Patterns are signified in Perl by enclosing / / symbols.
• We have $rna_molecule =~ s/T/U/g; - which means perform the operation s/T/U/g on $rna_molecule.
• Note that the subsitution is not a function – it modifies the actual target variable.
This is why we copy the original $dna_molecule to the new scalar
$rna_molecule before applying the substitution.
=~
Transliteration
• Seeing that substitution allows you to change one thing into another, we might try to use the same technique to get the complement of a DNA strand.
• All we have to do is change all the A's to T's, all the G's to C's, all the T's to A's and all the C's to G's.
• Then if we reverse it we get the reverse complement! Or do we? See wrong_revcom.pl.

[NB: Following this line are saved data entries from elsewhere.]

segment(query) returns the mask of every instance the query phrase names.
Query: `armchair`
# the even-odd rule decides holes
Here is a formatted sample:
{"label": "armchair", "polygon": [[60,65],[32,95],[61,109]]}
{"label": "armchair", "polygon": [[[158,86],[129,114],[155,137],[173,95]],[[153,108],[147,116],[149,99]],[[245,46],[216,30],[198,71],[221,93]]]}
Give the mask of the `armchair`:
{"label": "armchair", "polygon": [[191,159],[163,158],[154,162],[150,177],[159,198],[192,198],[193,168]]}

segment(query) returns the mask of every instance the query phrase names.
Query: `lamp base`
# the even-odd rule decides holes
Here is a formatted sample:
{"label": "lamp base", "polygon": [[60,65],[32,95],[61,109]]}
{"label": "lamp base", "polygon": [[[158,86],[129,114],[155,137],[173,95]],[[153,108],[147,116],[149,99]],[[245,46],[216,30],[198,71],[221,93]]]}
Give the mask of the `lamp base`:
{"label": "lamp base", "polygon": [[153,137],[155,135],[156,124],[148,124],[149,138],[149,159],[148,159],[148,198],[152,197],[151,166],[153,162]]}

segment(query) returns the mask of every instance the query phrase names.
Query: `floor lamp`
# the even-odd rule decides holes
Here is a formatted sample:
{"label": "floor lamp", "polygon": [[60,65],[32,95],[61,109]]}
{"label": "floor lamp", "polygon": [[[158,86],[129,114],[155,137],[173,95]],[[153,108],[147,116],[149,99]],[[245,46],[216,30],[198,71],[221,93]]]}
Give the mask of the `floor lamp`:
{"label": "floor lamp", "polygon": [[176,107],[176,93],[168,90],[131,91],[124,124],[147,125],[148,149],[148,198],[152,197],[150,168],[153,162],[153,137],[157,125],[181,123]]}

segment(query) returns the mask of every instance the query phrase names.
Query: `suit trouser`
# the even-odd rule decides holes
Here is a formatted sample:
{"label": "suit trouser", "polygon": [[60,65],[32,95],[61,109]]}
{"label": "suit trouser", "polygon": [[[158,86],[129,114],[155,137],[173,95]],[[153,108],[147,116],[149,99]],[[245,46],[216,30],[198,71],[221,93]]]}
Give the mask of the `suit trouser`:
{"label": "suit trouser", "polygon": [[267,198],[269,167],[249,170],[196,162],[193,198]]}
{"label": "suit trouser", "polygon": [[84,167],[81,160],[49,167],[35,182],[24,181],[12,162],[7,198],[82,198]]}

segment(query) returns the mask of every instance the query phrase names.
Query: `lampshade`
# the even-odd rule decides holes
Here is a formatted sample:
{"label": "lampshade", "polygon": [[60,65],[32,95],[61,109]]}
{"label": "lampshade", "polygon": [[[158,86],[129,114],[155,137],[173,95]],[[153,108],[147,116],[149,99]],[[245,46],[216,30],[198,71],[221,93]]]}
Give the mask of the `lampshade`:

• What is the flaw in this approach?
$DNA = "AAAAGGGGCCCCTTTAGCTAGCT";
$DNA_UNTOUCHED = $DNA;
print "After no substitutions: DNA is : $DNA\n";
#substitute all the A's to T's
$DNA =~ s/A/T/g;
print "After A-T substitution: DNA is : $DNA\n";
#substiutute all the G's to C's
$DNA =~ s/G/C/g;
print "After G-C substitution: DNA is : $DNA\n";
#substitute all the C's to G's
$DNA =~ s/C/G/g;
print "After C-G substitution: DNA is : $DNA\n";
#subsitute all the T's to A's
$DNA =~ s/T/A/g;
print "After A-T substitution: DNA is : $DNA\n";
$DNA = reverse ($DNA);
The tr/// operator
• The previous code was logically flawed. In general, you must be very careful
when doing sequential substitutions, as Perl has no way of spotting flaws in your logic.
• Ideally we want make all our substitutions in one statement that understands our needs, and Perl provides one – the tr operator..

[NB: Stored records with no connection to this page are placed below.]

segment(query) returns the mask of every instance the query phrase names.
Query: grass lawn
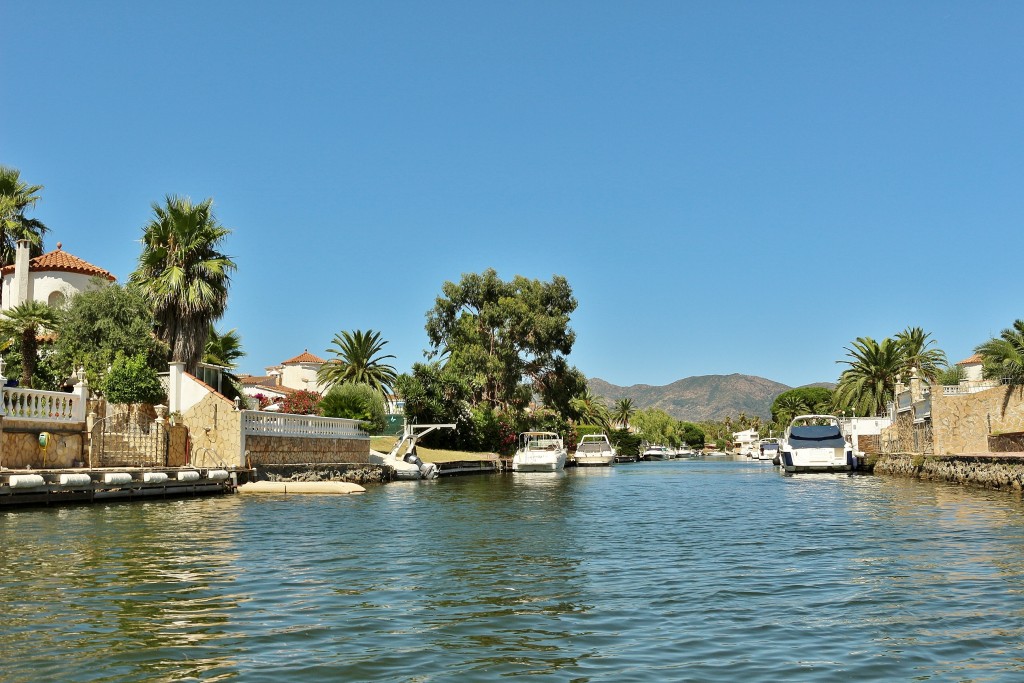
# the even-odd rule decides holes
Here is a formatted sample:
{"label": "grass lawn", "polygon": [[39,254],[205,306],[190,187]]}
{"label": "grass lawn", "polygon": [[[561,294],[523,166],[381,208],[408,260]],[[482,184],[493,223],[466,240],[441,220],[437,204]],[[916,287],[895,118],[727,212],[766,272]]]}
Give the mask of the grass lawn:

• tr is a bit like s, but accepts a whole set of singlecharacter substitutions at once.
• tr/ABCD/dcba would make AABBCCDD into ddccbbaa.
• A working DNA complementer can be found in revcomp.pl.
TR/REVERSE Example
#!/usr/bin/perl
use strict;
use warnings;
my ($DNA, $DNA_UNTOUCHED);
$DNA = "AAAAGGGGCCCCTTTAGCTAGCT";
$DNA_UNTOUCHED = $DNA;
$DNA =~ tr/AGCT/TCGA/;
$DNA = reverse ($DNA);
print "$DNA_UNTOUCHED has a reverse complement of:\n$DNA\n";
REVERSE and 'DWIM'
• The sharpeyed here may have noticed that reverse was used to reverse a string in the last example, even though it was introduced as being a function which reverses the
elements in an array.
• Perl is a language which often tries to 'Do What I Mean' (DWIM), and this is the case with reverse, which does two different things in different situations.
● This can be handy, but if Perl guesses wrongly it might trip you up:
– my $string = “abcde”;
– my $reversed = reverse($string);
– my ($notreversed) = reverse($string);
– print “Reversed string is $reversed, but not $notreversed.\n”;
• If in doubt use scalar(reverse($string)) to force the issue.